Kiedy mówimy o konfrontacji, przychodzą nam do głowy najczęściej takie synonimy jak: spór, konflikt, starcie… Nieprzyjemne i sugerujące, że jedna ze stron ostatecznie będzie tą wygraną a druga poniesie porażkę….Kto o zdrowych zmysłach chciałby wchodzić w coś takiego mając na względzie dobro miłości małżeńskiej?

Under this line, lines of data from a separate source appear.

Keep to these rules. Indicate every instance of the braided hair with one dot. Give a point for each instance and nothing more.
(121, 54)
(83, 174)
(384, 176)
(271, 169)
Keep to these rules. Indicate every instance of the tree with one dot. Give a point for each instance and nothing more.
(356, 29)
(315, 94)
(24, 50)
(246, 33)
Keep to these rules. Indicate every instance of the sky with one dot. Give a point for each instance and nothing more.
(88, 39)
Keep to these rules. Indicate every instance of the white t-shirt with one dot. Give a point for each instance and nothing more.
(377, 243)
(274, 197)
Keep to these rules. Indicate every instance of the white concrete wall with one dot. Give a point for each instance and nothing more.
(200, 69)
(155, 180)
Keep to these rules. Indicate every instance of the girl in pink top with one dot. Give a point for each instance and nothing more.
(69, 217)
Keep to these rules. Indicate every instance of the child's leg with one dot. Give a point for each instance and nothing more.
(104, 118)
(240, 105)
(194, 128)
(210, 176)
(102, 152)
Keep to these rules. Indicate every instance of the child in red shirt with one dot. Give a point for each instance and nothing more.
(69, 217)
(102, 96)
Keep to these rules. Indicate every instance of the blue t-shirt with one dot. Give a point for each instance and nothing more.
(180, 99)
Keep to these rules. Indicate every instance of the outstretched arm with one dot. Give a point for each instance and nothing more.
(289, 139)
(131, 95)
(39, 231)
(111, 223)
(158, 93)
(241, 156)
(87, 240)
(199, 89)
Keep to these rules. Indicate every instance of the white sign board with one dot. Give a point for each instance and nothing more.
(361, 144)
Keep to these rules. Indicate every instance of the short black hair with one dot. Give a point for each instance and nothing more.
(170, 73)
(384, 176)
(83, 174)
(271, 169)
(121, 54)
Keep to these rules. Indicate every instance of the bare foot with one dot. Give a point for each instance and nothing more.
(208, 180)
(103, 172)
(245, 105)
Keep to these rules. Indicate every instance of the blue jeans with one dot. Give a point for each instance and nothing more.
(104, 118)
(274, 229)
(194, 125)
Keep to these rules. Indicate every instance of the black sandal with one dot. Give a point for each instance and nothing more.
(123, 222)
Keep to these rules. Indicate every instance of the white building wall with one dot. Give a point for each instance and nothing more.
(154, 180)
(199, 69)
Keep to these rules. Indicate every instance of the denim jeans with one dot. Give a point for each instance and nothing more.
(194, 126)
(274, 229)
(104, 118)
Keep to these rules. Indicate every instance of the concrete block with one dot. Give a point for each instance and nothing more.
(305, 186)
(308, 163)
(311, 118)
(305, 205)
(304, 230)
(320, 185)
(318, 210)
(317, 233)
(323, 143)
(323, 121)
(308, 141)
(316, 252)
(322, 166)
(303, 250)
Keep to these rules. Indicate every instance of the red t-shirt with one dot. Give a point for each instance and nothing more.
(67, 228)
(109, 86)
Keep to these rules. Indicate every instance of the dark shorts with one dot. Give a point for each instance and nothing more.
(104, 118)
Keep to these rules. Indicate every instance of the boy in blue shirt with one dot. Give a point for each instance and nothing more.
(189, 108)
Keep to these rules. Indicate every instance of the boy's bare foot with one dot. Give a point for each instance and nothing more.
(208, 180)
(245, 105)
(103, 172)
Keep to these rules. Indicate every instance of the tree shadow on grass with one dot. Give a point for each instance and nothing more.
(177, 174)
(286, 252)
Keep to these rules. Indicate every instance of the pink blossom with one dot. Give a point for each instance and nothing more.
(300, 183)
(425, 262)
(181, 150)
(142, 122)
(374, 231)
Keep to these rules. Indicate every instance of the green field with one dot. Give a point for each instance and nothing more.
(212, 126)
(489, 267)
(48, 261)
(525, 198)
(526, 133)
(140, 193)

Konfrontacja ma jednak jeszcze jedno swoje oblicze – mniej spektakularne – bo nie ma w niej przegranych. Oznacza „zwrócenie się twarzą do” – to postawa zatrzymania się i pochylenia nad tym co we mnie i nad tym, co w drugim człowieku. To stawanie twarzą w twarz z własnym sercem i z sercem mojego rozmówcy. To powierzanie tajemnicy tego, co przeżywam, a co zwykle skryte jest przed innymi. To objaśnianie siebie drugiemu człowiekowi z miłości do niego i dla dobra miłości wspólnej. To odkrywanie gdzie się kończę a gdzie się zaczyna mój współmałżonek…
To ostatnie spotkanie będzie poświęcone rozróżnianiu „konfrontacji-starcia” od „konfrontacji z miłości„. Będziemy szukać słów i sposobów na to, by trudne rozmowy na ważne dla nas tematy przynosiły wzmocnienie więzi i prowadziły do wzrostu a nie osłabienia miłości małżeńskiej.